6. Broader Applications and Integration into Vision Systems
DMD frameworks extend naturally to a variety of downstream and related tasks:
- Self-supervised and stereo-based learning: Integration of diffusion-generated multi-baseline stereo views (DMS) enables robust self-supervised training for both stereo and monocular networks, even in the presence of occluded or ill-posed regions (Liu et al., 18 Aug 2025).
- 4D dynamic scene generation: DiST-4D employs disentangled spatiotemporal diffusion over metric RGBD latents to synthesize temporally and spatially consistent 4D driving scenes, leveraging metric depth to bridge cross-camera and temporal consistency (Guo et al., 19 Mar 2025).
- Uncertainty-aware enhancement: Sensor depth completion and denoising can be performed via stochastic diffusion stages for uncertainty detection and deterministic refinement for local accuracy, setting new baselines for inpainting and artifact suppression (Jun et al., 5 Jun 2025).
- Boundary and detail preservation: Distilled or hybrid DMD models (SharpDepth, FiffDepth) achieve a unique trade-off, preserving fine spatial detail and boundary accuracy while maintaining metric fidelity, which is crucial for robotics and AR applications (Pham et al., 2024, Bai et al., 2024).
7. Summary and Ongoing Directions
Diffusion for Metric Depth establishes a rigorously principled and empirically validated foundation for metrically accurate depth estimation.

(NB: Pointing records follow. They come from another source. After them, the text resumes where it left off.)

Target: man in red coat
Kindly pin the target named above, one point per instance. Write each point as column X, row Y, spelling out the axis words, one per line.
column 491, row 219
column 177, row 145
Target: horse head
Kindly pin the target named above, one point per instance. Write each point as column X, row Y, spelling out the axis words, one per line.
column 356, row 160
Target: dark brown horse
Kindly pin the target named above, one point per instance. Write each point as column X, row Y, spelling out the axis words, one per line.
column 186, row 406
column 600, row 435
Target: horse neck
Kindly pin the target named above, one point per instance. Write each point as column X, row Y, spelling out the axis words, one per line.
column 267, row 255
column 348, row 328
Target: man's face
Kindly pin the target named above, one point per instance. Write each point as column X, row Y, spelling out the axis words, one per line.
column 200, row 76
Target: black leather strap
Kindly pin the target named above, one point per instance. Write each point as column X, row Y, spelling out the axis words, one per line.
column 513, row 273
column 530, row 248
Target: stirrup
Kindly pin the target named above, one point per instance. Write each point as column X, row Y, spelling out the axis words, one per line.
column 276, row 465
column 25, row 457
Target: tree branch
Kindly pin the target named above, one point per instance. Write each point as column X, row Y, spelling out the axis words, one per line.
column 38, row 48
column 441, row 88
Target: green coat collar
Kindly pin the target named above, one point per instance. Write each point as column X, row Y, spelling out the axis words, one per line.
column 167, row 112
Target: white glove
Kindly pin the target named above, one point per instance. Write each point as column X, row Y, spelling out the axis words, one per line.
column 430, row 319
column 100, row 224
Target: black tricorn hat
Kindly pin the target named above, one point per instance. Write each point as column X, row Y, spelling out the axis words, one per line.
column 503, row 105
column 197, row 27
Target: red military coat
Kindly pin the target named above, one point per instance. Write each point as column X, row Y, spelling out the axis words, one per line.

Its design space encompasses conditional geometric guidance, log-scaled normalization, flexible architectural paradigms (latent/pixel, transformer/U-Net), and robust training with limited ground-truth. Continuous developments target the outstanding challenges of efficiency, domain adaptation, real-time inference, and multimodal scalability.
Key frontiers involve consistency or GAN-based distillation for fast inference (Shah et al., 2024), more expressive geometric priors and positional encoding schemes (Guizilini et al., 2024), and tailored photometric or physical cues to resolve remaining ambiguities in unconstrained settings (Pham et al., 21 Oct 2025, Talegaonkar et al., 23 May 2025). These advances are catalyzing progress not only in depth estimation, but also in 4D perception, inpainting, uncertainty-aware enhancement, and unified geometric-vision pipelines.